Die Rolle innovativer Technologien in der Kundenbindung wird bislang stark unterschätzt. Dabei können diese oft eine ähnliche Wirkung erzielen wie die Kundenkommunikation selbst. Vier von fünf Kunden bestätigten Client Vela gegenüber die positive Wirkung von innovativen Technologien in der Kundenbindung. Auch die Mehrheit der älteren Kunden nutzt dabei viele der innovativen Anwendungen. Wichtig ist, dass ebenso wie bei Loyalty-Programmen die individuellen Bedürfnisse des Kunden im Vordergrund stehen.

Viele Unternehmen befinden sich auf der Suche nach individuellen Lösungen, um das Spannungsfeld zwischen den Ansprüchen ihrer Kunden, der Positionierung, den Produkten, der Konkurrenz sowie den jeweiligen wirtschaftlichen Rahmenbedingungen und technischen Voraussetzungen zu überbrücken. Vor diesem Hintergrund gilt es, den richtigen, machbaren und effizienten Mix aus Werkzeugen, Inhalten und Kundennutzen zu gestalten.

2. Unternehmen sollten das Kundenmanagement an den Bedürfnissen der Kunden ausrichten

Die meisten Kunden wollen sich nicht aktiv an ein Unternehmen binden – und schon gar nicht fremd steuern lassen. Vielmehr wollen sie, dass Unternehmen ihre Bedürfnisse und Wünsche verstehen und auf ihre jeweilige Situation mit relevanten Produkten zu attraktiven Preisen, mit Mehrwerten und einer individuellen Ansprache eingehen. Durch ein ganzheitliches Kundenmanagement können Unternehmen eben diesen Bedürfnissen und Wünschen gerecht werden und sich ganz auf den Kunden fokussieren. Das wird Kunden dazu bringen, sich von sich aus einer Marke zuzuwenden.

3. Unternehmen sollten die Erlebnisse ihrer Kunden strategisch sehen

Eine relativ neue Nuance im ganzheitlichen Kundenmanagement bildet das so genannte Customer Experience Management (CEM). Dieses stellt zum einen sicher, dass ein Kunde konstant positive Erlebnisse mit einer Marke macht, die an seinen Bedürfnissen ausgerichtet sind.

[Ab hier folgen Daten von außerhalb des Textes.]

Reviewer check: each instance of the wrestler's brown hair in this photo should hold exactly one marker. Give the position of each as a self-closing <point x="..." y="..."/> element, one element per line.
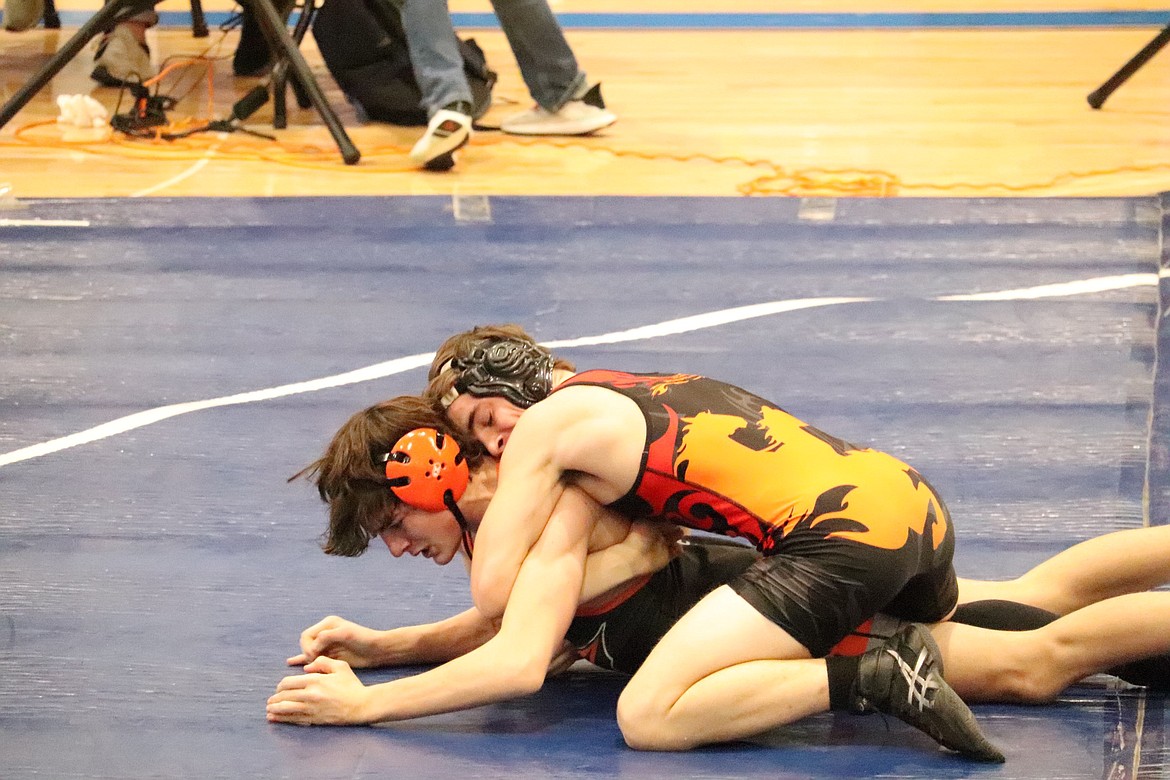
<point x="460" y="345"/>
<point x="353" y="483"/>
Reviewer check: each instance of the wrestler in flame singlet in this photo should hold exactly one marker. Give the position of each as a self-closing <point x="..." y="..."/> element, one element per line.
<point x="853" y="531"/>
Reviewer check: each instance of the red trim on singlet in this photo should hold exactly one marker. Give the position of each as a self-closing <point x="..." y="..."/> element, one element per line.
<point x="855" y="643"/>
<point x="596" y="607"/>
<point x="669" y="497"/>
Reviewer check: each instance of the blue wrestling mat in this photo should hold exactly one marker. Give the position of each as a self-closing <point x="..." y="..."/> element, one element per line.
<point x="169" y="364"/>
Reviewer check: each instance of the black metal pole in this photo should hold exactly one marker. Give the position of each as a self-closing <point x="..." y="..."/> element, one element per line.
<point x="1100" y="95"/>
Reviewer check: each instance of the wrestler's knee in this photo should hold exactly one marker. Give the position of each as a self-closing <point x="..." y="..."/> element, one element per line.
<point x="644" y="719"/>
<point x="1037" y="671"/>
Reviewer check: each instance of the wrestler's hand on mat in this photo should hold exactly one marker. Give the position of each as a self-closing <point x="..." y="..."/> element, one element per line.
<point x="341" y="639"/>
<point x="329" y="694"/>
<point x="653" y="544"/>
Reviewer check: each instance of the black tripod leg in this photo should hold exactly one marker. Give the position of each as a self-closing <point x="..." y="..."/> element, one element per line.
<point x="1102" y="92"/>
<point x="50" y="16"/>
<point x="279" y="41"/>
<point x="103" y="20"/>
<point x="281" y="70"/>
<point x="198" y="21"/>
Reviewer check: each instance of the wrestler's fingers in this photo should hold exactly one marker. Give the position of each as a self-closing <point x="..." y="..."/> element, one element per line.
<point x="308" y="634"/>
<point x="319" y="643"/>
<point x="296" y="682"/>
<point x="325" y="665"/>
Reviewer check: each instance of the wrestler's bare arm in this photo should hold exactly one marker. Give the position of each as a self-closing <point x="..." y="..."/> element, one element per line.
<point x="513" y="663"/>
<point x="366" y="648"/>
<point x="585" y="436"/>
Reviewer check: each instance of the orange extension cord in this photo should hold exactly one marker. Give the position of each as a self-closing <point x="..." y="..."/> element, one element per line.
<point x="776" y="179"/>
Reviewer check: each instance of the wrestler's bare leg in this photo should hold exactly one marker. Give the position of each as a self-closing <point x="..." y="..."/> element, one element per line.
<point x="1033" y="667"/>
<point x="721" y="657"/>
<point x="1102" y="567"/>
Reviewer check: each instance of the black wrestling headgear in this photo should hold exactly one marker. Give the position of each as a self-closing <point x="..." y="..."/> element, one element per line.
<point x="517" y="371"/>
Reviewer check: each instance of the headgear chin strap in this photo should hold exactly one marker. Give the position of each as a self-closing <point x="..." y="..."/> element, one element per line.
<point x="426" y="470"/>
<point x="517" y="371"/>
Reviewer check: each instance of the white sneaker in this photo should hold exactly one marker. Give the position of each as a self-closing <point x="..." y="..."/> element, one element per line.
<point x="22" y="14"/>
<point x="577" y="117"/>
<point x="446" y="132"/>
<point x="121" y="59"/>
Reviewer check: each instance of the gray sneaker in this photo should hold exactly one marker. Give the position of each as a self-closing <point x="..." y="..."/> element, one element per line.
<point x="903" y="677"/>
<point x="121" y="60"/>
<point x="578" y="117"/>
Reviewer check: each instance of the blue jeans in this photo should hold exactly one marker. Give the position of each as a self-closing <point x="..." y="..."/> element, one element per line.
<point x="545" y="61"/>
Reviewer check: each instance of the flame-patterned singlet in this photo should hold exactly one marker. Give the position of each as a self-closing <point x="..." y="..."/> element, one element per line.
<point x="854" y="531"/>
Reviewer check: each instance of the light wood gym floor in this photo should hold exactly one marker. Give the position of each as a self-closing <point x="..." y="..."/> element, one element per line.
<point x="970" y="111"/>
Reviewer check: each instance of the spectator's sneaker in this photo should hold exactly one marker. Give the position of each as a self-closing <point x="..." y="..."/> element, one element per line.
<point x="579" y="116"/>
<point x="903" y="677"/>
<point x="121" y="59"/>
<point x="448" y="130"/>
<point x="22" y="14"/>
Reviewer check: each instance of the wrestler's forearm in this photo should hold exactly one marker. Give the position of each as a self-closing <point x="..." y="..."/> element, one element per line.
<point x="436" y="642"/>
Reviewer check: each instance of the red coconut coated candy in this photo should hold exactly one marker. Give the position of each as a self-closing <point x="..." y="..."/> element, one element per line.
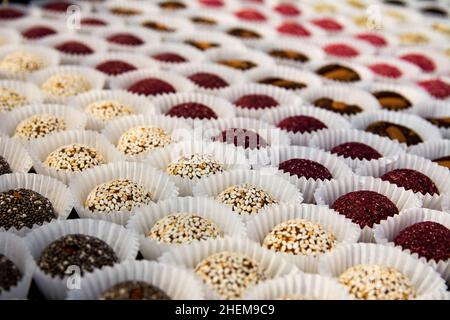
<point x="428" y="239"/>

Zum anderen gewährleistet es aber auch das Management bestehender Kundenerlebnisse im Unternehmen. Der Ansatz des CEM greift allerdings nur dann richtig, wenn er strategisch im Unternehmen verankert wird: Die einzelnen Bereiche müssen durch CEM in eine gemeinsame Richtung gesteuert werden und das Verständnis für CEM muss in allen Abteilungen sowie in einer ganzheitlichen CEM-Strategie in der Unternehmenskultur verankert sein. Erst dann können Kunden bereichsübergreifende, einheitliche Erlebnisse geboten werden und die Wirkung des Customer Experience Management kann sich voll entfalten. Schafft es ein Unternehmen dann noch, die vornehmlich qualitativen Aspekte des CEM mit den quantitativen Erkenntnissen aus dem CRM zu verknüpfen, können die Potenziale eines ganzheitlichen Kundenmanagements voll ausgeschöpft werden.